23 Mayıs 2010

little children

pek cok guzel replik vardi filmde ama bir tanesi bilhassa dikkatimi cekmisti:

"You're a miracle, Ronnie. We're all miracles. Know why? Because as humans, every day we go about our business, and all that time we know... we all know... that the things we love... the people we love, at any time now can all be taken away. We live knowing that and we keep going anyway. Animals don't do that."

gecenlerde ikinci defa izledim filmi. icimde tuhaf bir his birakti. cocuksu isteklerimizle insani arzularimizin arasinda sikisip kalmanin getirdigi "status quo bias" denen zimbirti filan. sanirim biz daha anlayamadan gecip gidecek her sey, hayat.

arayis icerisindeyim gibi

baslamadan once not: bu igrenc klavye icin ozur diliyorum.

yasadigim anlardan nasil zevk alabilirim, bilmiyordum ve cesitli yollar denemeye karar verdim.

once dusunmeyi biraktim. beynim bos, sersem, saskindi, boylesi serbestligi hic yasamadigindan olsa gerek, surekli olarak ilgilenip yogunlasabilecegi seyler araniyordu. pek cok secenegim olmasina ragmen, izin vermedim kendime. dusunmeyi birakmam gerekiyordu ya, beynimin calismasini bir sure askiya almaliydim.

bir sure gecti boyle. nasil gectigini pek hatirlamiyorum, cunku sistemi devre disi birakmistim, fakat bu durumun hic ama hic hosuma gitmedigi asikardi, o kadarini sezebiliyordum. vazgectim.

bir sure asiri mutluluk haliyle gezinmeyi denedim. onume ne ciksa gulme potansiyelim vardi, bazi gunler eve dondugumde yanaklarimin agridigini hissediyordum hatta. etrafimdaki insanlarin cogunlugunun pozitif olmasi, ve belki de benim onlara ayak uydurabilmeyi basarmis olmam gibi bir sey soz konusu olabilirdi, fakat emin degildim yine de. bastiriyordum asagilardan kabaran olumsuz dusunceler silsilesini, ve ben bastirdikca bir yerlerde delik aciliyordu. yine vazgectim.
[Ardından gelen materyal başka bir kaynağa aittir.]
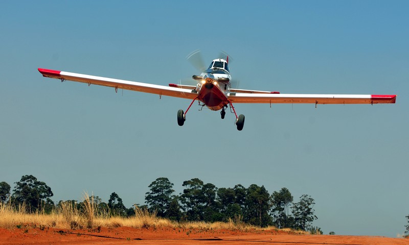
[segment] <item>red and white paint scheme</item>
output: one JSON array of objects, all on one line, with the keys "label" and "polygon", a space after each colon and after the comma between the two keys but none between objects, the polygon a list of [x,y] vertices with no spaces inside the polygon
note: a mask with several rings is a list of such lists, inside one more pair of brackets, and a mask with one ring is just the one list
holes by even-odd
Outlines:
[{"label": "red and white paint scheme", "polygon": [[192,100],[186,112],[177,112],[177,123],[183,126],[186,113],[195,101],[200,106],[207,106],[210,110],[221,110],[221,118],[224,118],[225,109],[230,107],[236,117],[237,129],[241,130],[244,124],[244,116],[237,116],[233,103],[287,103],[287,104],[390,104],[396,101],[396,95],[371,94],[282,94],[277,91],[238,89],[232,88],[232,76],[228,66],[229,57],[216,59],[212,61],[209,68],[200,76],[192,78],[198,81],[196,86],[169,84],[169,86],[131,82],[112,78],[103,78],[77,73],[38,68],[43,77],[79,82],[91,84],[112,87],[118,89],[134,90],[146,93],[171,96]]}]

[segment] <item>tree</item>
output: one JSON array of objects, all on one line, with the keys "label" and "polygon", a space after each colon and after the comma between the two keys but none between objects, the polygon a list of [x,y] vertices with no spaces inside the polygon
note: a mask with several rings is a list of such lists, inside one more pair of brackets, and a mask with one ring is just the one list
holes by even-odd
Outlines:
[{"label": "tree", "polygon": [[201,188],[203,181],[196,178],[183,182],[186,188],[180,195],[182,208],[188,220],[200,220],[203,218],[203,202]]},{"label": "tree", "polygon": [[44,207],[47,199],[54,195],[51,188],[32,175],[25,175],[15,182],[13,197],[16,204],[25,203],[32,211]]},{"label": "tree", "polygon": [[274,223],[278,228],[291,227],[288,218],[289,208],[293,198],[286,188],[282,188],[279,192],[274,191],[271,194],[271,211]]},{"label": "tree", "polygon": [[111,215],[119,216],[126,215],[126,208],[122,202],[122,199],[115,192],[112,192],[109,196],[108,207]]},{"label": "tree", "polygon": [[182,216],[182,212],[180,211],[180,205],[179,204],[179,199],[178,195],[172,196],[169,207],[166,210],[165,216],[171,220],[179,222]]},{"label": "tree", "polygon": [[4,181],[0,182],[0,202],[5,203],[10,197],[10,186]]},{"label": "tree", "polygon": [[213,184],[208,183],[201,188],[201,196],[203,206],[203,220],[208,222],[221,221],[223,215],[219,212],[220,203],[216,200],[217,187]]},{"label": "tree", "polygon": [[244,212],[245,220],[252,225],[265,227],[271,222],[268,215],[270,194],[264,186],[250,185],[247,189]]},{"label": "tree", "polygon": [[314,215],[312,208],[315,203],[309,195],[304,194],[300,198],[300,202],[294,204],[292,212],[295,218],[295,228],[304,231],[309,227],[310,223],[318,218]]},{"label": "tree", "polygon": [[159,216],[165,217],[166,210],[169,208],[172,194],[174,192],[172,189],[173,186],[173,184],[167,178],[157,178],[148,186],[150,191],[146,193],[145,202],[151,210],[156,210]]}]

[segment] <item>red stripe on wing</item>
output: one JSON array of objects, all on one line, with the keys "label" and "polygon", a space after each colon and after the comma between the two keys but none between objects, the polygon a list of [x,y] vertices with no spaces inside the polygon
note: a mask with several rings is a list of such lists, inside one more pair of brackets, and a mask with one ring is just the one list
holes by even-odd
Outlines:
[{"label": "red stripe on wing", "polygon": [[49,69],[43,69],[39,68],[38,71],[42,74],[43,77],[48,78],[59,78],[61,70],[50,70]]},{"label": "red stripe on wing", "polygon": [[372,94],[371,100],[374,103],[392,103],[396,102],[396,95]]}]

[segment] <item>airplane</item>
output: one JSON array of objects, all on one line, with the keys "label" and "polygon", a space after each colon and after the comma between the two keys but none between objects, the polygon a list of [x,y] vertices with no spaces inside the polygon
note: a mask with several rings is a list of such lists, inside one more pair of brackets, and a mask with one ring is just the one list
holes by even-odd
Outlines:
[{"label": "airplane", "polygon": [[396,95],[374,94],[282,94],[277,91],[259,91],[232,87],[232,76],[229,68],[229,56],[213,60],[208,68],[200,75],[192,78],[197,81],[196,86],[170,83],[168,86],[132,82],[112,78],[72,73],[61,70],[38,68],[43,77],[79,82],[91,84],[113,87],[139,92],[170,96],[192,100],[186,111],[177,111],[177,124],[182,126],[186,120],[186,114],[193,103],[197,100],[199,105],[206,106],[210,110],[221,110],[221,119],[224,118],[225,110],[230,107],[236,116],[235,124],[241,131],[244,125],[244,116],[237,116],[233,103],[272,104],[391,104],[395,103]]}]

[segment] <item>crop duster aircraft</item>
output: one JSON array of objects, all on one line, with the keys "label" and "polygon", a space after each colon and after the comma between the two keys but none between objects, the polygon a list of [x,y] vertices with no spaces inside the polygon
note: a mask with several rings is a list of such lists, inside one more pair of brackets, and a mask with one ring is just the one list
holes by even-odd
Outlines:
[{"label": "crop duster aircraft", "polygon": [[299,104],[390,104],[395,103],[396,95],[374,94],[283,94],[277,91],[239,89],[232,87],[232,76],[229,69],[229,56],[225,59],[213,60],[209,67],[200,75],[193,75],[197,81],[196,86],[171,83],[169,86],[131,82],[112,78],[96,77],[39,68],[38,71],[45,77],[79,82],[115,88],[133,90],[145,93],[187,99],[192,101],[186,111],[177,111],[177,124],[184,125],[186,114],[191,106],[197,100],[199,105],[207,106],[214,111],[221,110],[221,118],[224,119],[225,110],[230,107],[236,116],[235,125],[241,131],[244,125],[244,116],[237,116],[233,104],[239,103],[299,103]]}]

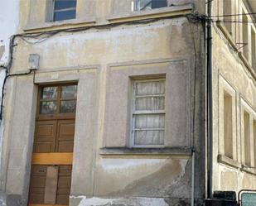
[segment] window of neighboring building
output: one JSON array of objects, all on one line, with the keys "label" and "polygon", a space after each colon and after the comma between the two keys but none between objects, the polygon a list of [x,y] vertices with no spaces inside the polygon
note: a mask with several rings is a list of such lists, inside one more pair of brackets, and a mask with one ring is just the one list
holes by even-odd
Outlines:
[{"label": "window of neighboring building", "polygon": [[251,27],[251,52],[252,52],[252,66],[256,68],[256,42],[255,42],[255,31],[253,27]]},{"label": "window of neighboring building", "polygon": [[248,54],[248,17],[243,11],[243,54],[247,60],[249,60],[249,54]]},{"label": "window of neighboring building", "polygon": [[249,114],[244,111],[244,163],[248,166],[251,166],[250,143]]},{"label": "window of neighboring building", "polygon": [[135,11],[167,7],[167,0],[135,0]]},{"label": "window of neighboring building", "polygon": [[163,146],[165,79],[135,80],[133,104],[132,146]]},{"label": "window of neighboring building", "polygon": [[232,96],[224,92],[224,144],[225,155],[233,159]]},{"label": "window of neighboring building", "polygon": [[256,167],[256,119],[254,120],[254,167]]},{"label": "window of neighboring building", "polygon": [[53,0],[52,21],[75,18],[76,0]]},{"label": "window of neighboring building", "polygon": [[233,0],[223,0],[223,21],[224,25],[232,36],[232,2]]}]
sonunda bir gun icimde ne varsa doktum yakin bir arkadasima. bunca seyi neden bu kadar uzun sure kendime sakladigimi sordu, bilmiyorum dedim. kendimi ona acabilmem daha yakin olmamizi sagladi ama. bu da beni mutlu etti. ilk defa demeyeyim, fakat acikcasi uzun zamandir ilk defa birilerine kendimi anlatabilmis olmamin getirdigi ferahligi ve mutlulugu yasadim. rol yapmama gerek yoktu artik, en azindan onun yaninda. bana kendimi iyi hissettirebilen az sayida insandan biri oldu, beraber yer icer, beraber calisir, beraber eglenir olduk. bana bir mutluluk kaynagi iste.
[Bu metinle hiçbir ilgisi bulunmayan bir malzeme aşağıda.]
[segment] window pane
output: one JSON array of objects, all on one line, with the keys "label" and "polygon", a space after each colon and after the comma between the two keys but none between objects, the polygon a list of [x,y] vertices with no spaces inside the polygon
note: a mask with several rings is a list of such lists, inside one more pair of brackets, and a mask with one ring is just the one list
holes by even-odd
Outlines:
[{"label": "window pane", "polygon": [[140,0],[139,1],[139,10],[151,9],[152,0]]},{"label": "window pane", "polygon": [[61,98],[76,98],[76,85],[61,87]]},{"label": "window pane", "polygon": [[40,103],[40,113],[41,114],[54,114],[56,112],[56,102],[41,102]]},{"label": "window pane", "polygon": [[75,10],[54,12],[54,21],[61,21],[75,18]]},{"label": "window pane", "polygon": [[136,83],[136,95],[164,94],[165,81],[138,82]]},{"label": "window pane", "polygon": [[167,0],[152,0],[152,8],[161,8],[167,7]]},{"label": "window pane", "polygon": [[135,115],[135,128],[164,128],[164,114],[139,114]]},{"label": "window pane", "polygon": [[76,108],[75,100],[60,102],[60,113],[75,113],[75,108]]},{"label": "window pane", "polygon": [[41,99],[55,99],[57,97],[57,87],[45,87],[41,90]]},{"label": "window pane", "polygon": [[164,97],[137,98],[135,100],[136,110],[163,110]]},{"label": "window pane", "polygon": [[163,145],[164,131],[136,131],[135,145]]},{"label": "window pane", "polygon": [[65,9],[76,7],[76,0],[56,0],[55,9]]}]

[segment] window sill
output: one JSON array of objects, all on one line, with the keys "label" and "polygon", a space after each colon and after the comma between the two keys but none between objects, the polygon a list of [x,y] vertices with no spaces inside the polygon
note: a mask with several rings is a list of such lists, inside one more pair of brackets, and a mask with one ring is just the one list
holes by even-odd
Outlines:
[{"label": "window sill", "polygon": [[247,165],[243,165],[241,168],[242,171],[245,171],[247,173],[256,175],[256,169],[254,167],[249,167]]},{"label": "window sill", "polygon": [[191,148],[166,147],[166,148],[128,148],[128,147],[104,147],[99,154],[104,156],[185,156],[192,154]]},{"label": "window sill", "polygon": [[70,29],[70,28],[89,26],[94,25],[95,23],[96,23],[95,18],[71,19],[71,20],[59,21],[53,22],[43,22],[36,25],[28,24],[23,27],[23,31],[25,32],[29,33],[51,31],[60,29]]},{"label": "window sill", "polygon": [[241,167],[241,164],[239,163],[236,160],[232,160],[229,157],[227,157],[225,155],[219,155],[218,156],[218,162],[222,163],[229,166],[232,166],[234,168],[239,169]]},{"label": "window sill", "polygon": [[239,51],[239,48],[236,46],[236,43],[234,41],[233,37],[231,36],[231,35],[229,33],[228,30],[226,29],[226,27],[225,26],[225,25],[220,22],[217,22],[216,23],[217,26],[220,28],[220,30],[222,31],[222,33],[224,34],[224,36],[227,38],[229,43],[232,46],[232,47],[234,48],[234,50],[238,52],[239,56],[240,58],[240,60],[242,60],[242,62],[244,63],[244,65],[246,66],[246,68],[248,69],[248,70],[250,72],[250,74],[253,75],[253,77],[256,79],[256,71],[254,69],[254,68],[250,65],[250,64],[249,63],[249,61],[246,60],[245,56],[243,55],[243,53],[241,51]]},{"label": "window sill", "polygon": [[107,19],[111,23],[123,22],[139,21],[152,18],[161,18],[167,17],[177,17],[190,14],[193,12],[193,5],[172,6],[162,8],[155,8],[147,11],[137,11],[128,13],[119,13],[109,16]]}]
bunu bir kenarda sakladim. ne zaman istesem, ne zaman istesek beraber gulebiliyoruz cunku ve bir seyi zoraki yapmamanin verdigi rahatlik hissi bambaska bir sey.

simdilerde kendimi soyutlamayi deniyorum. eskiden uzak durdukca baskalarindan, onlari disaridan izledikce eglenirdim. bu durum beni tatmin ederdi, hala ediyor mu, meraktayim.